Also, the increased expression of perostin correlates in human cancer with tumor angiogenesis and metastasis (1:31,32, 33)(4,48,49,50). Administration by the authors (1) of periostin-to-experiment 293T cells resulted in the fact that periostin promote TEM. When this experiment was an increase of Vimentin, becoming a fibroblast-like phenotype, which includes the production dissemination and increase of Matrix-metalloproteinase (MMP). It further appears the migration and metastatic potential.

In order to obtain the aggressive response after administration of periostin is also required the interaction with ALFAvBETA5 integrins and the activation of EGFR basal level and tyrosine-kinase receptors (1:45). Clinically, the Periostin high concentration correlates with a poor prognosis and short survival. Periostin may be a marker for the metastases presence. The high production of periostin may induce the malignant transformation of mesenchymal phenotype.

Periostin- In summary, targets: co-activation of ALFAvBETA 5 integrins signaling, EGFR activation, increased expression of Vimentin, Fibronectin, MMP all contributing to EMT developments and metastasis.

Basically in patients with high expression of EGFR and Periostin, may be administered tyrosine-kinase inhibitors to control metastasis. (1:33,49,50)

PODOPLANIN
Podoplanin is a mucin-like transmembrane glycoprotein, of small dimension. It is normally expressed in the lung, heart, kidney (renal breitender podocytes 1999, martin villa2005) on alveolar cell surface type 1 in rats (Rishi1991). It is expressed in lymphoid and lympho-angiogenesis (breitender1999) and mesothelial cells (ordonnez2006).

The physiological function is not well known. From the experimental data appears to have a role in development and tissue repair and carcinogenesis.

Podoplanin is involved in cell migration and invasion both in vitro and in vivo (7).

Until recently tumors have been considered anaplastic cell masses, without tissue-type organization. But now it has been noticed a difference between cells molecular expression from the invasive front of the tumor, which is different from inside the tumor.

Malignant tumors have the principal sign of malignant cell invasion in peritumoral tissue and normal tissue architecture destruction. Morphologically we distinguish two aspects of unicellular invasion and collective invasion (7).

In the invasive frontal area, in molecular terms it is observed:

Nuclear localization of beta-catenin, beta 1 integrin overregulation, the presence of LI1 cell adhesion molecule (wikipedia)( brablet2001,hegerfeld 2002,gavert2005)

In human locations of the squamous carcinoma (including the pulmonary form) Podoplanin is expressed on a cell layer at the edge of invasive tumor (Wicki 2006).

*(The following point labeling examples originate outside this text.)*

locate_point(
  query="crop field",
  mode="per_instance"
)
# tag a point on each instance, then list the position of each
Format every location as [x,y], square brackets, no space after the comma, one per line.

Podoplanin expression at the edge of invasive front is influenced by : EGF,FGF2 (basic fibroblast growth factor 2), TNF alfa,de bradykinin fibroblastts(schull1997,Nicki2006)

Podoplanin expression can be modulated by peritumoral tissue. The Podoplanin regulation mechanism is not well known.

Podoplanin facilitates the cell dissemination, migration and invasion. Podoplanin expression leads to increased dissemination produced by fibronectin (Wicki 2006) and can be blocked by Beta 1antibodies integrin (wicki2001).

Cell invasion expressing Podoplanin is related to the MMP activity, and may be inhibited by TIMP2, an MMP inhibitor  (Glossary).

Podoplanin may lead to single-cell migration increase after the loss of E-cadherin expression (Martin viller2000!). After Wicki (7) Podoplanin is able to induce invasion in two situations- unicellular or collective group. It is not known on what criterion this decision is made. It probably depends on the cellular context. Other works are further required.

PODOPLANIN modulates the cyto-skeleton,

Membrane proteins are linked to AKTIN-CYTOSKELETON by means of (via) ERM(EZRIN;RADIXIN;MOESIN) proteins. Ezrin mediates the filopodia formation (glossary) and induce metastasis (Yu et al2004). Filopodia are cytoplasmic extensions of the migratory cells (wikipedia). Podoplanin is physically linked to Ezrin (SCHOLL1999). Podoplanin overexpression leads to the marked increase of Ezrin phosphorylation and other ERM proteins, but without affecting the level of Ezrin and MOESIN proteins (martin viller2006, Wicki 2006). ERM proteins phosphorylation can bind podoplanin expression to the changes in actincytoskeletal rearrangements (7).

Apart from the ERM protein function, the RhoA activity (glossary) is modeled by podoplanin. Podoplanin sub-regulates RhoA for MLF 7 cell experimentation, which shows a high level of RhoA. Instead, in the MDLK cells, which show a low RhoA activity, podoplanin increases the RhoA activity.

This would be due to the different structure of the cyto-skeleton in the 2 cell types (Martin Viller 2007). Apparently the RhoA activity regulation is involved in the migratory phenomenon observed in cancer cells expressing podoplanin (Martin Viller2000, Wicki 2006). Podoplanin is a tool for the cancer diagnosis and its therapy. Through histochemical methods has increased the possibility that Podoplanin expression be used as diagnostic marker and prognosis. Podoplanin expression is detected in squamous cancer, brain tumors and germinal neoplasm. These cancer cells tend to migrate collectively.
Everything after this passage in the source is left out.